The only winner from stamp duty is the government, which earns about $1.5 billion a year of revenue, half of which is from residential properties.
There’s roughly $500 million of additional economic pain on top of that because the tax is tremendously inefficient, according to work by the Economic Regulation Authority and KPMG.
Abolishing it is practically the only way to improve housing affordability without hurting existing owners, and will unlock that $500 million of value for the state’s economy every year.
Obviously it will be an expensive undertaking from a budget perspective, but that can be managed if the tax is reduced over a long period, perhaps seven or eight years.
Then it could be paid for by constraining spending growth and the gradual recovery of revenue as the economy picks up, rather than through imposition of a higher land tax.
Bold perhaps, but improved housing affordability will benefit locals and will attract people to WA.
Electricity prices affect voters at bill time and also are a major cost for some businesses.
That’s particularly the case in manufacturing.
Why do we talk so much about economic diversification in WA while keeping restrictive policies that stop local businesses being competitive?
The evidence on the need to break-up Synergy is overwhelming, with the state-owned utility controlling half of the generation capacity in WA and contracted to offtake a further 25 per cent.
Synergy has been happy to use this dominance.
For about 18 months, the Economic Regulation Authority has been investigating the business for using market power to distort electricity pricing.
Until recently, Synergy couldn’t even bid generation units into the market individually, instead treating them as a portfolio.
That’s a pretty handy way to hide the cost of uncompetitive older units.
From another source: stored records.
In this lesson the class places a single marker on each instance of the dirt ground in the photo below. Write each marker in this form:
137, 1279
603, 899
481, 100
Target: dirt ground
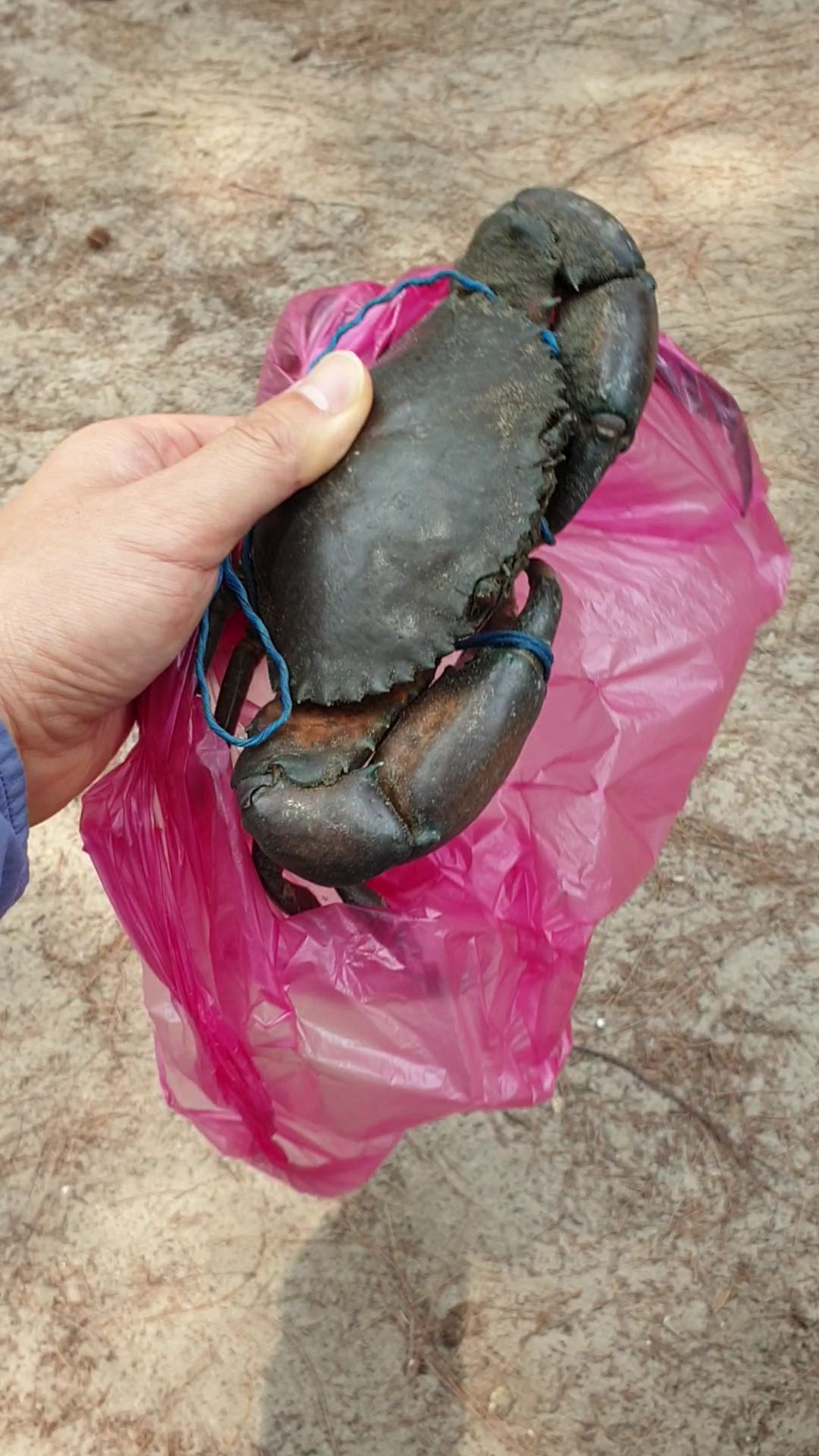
610, 1273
Governments in recent decades have had wildly different approaches to the level of integration between state-owned utilities, but as recently as December the ERA said the lack of competitive pressure on Synergy was driving up power prices.
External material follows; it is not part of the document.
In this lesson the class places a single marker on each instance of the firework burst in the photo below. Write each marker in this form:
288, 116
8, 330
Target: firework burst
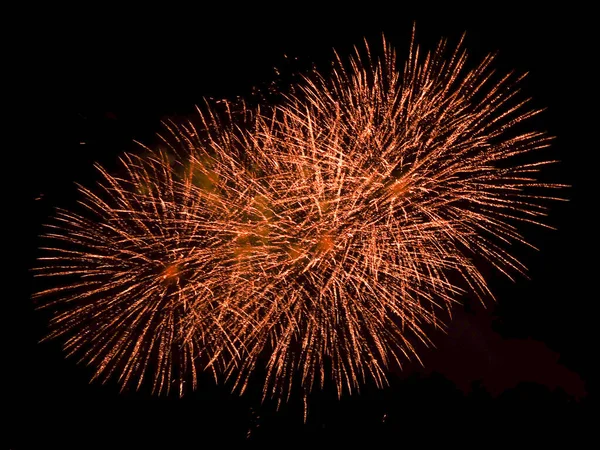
322, 240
Similarly, a cap on generation businesses limiting them to 20 per cent market share was recommended in the Australian Competition and Consumer Commission’s report into the National Electricity Market in July.
Synergy is currently 2.5 times that level.
Breaking it apart into vertically integrated ‘gentailers’ will reduce that power.
The utility also has a legislated monopoly selling to customers who use less than 50 megawatt hours of power a year, or in common parlance, pretty much everyone.
Reform would enable smaller businesses and households to buy power from suppliers other than Synergy (an option currently only available to middle-sized and larger businesses).
The benefit is highlighted by data from the US, which shows promising results from competition in electricity markets in the eight years to 2016, according to the ‘Restructuring Recharged’ report by the Retail Energy Suppliers Association.
Residential prices in the 35 states with retail monopolies increased 18.2 per cent in the period, while in states with competitive markets, prices rose only 0.84 per cent.
For industrial users, prices fell 21.7 per cent in competitive states, and were up 8.6 per cent in monopoly states.
Closer to home, the introduction of new gas players into the market, such as Kleenheat and Origin Energy, has led to prices more than 30 per cent below the standard offer rate.
Mr Nahan has committed to introducing retail electricity competition, whereas the government has backtracked from a proposed move in this direction, ostensibly because of trade union concerns.
This is not the time for weakness.
If WA is to reach its economic potential, sooner or later a government will have to act to keep the state competitive.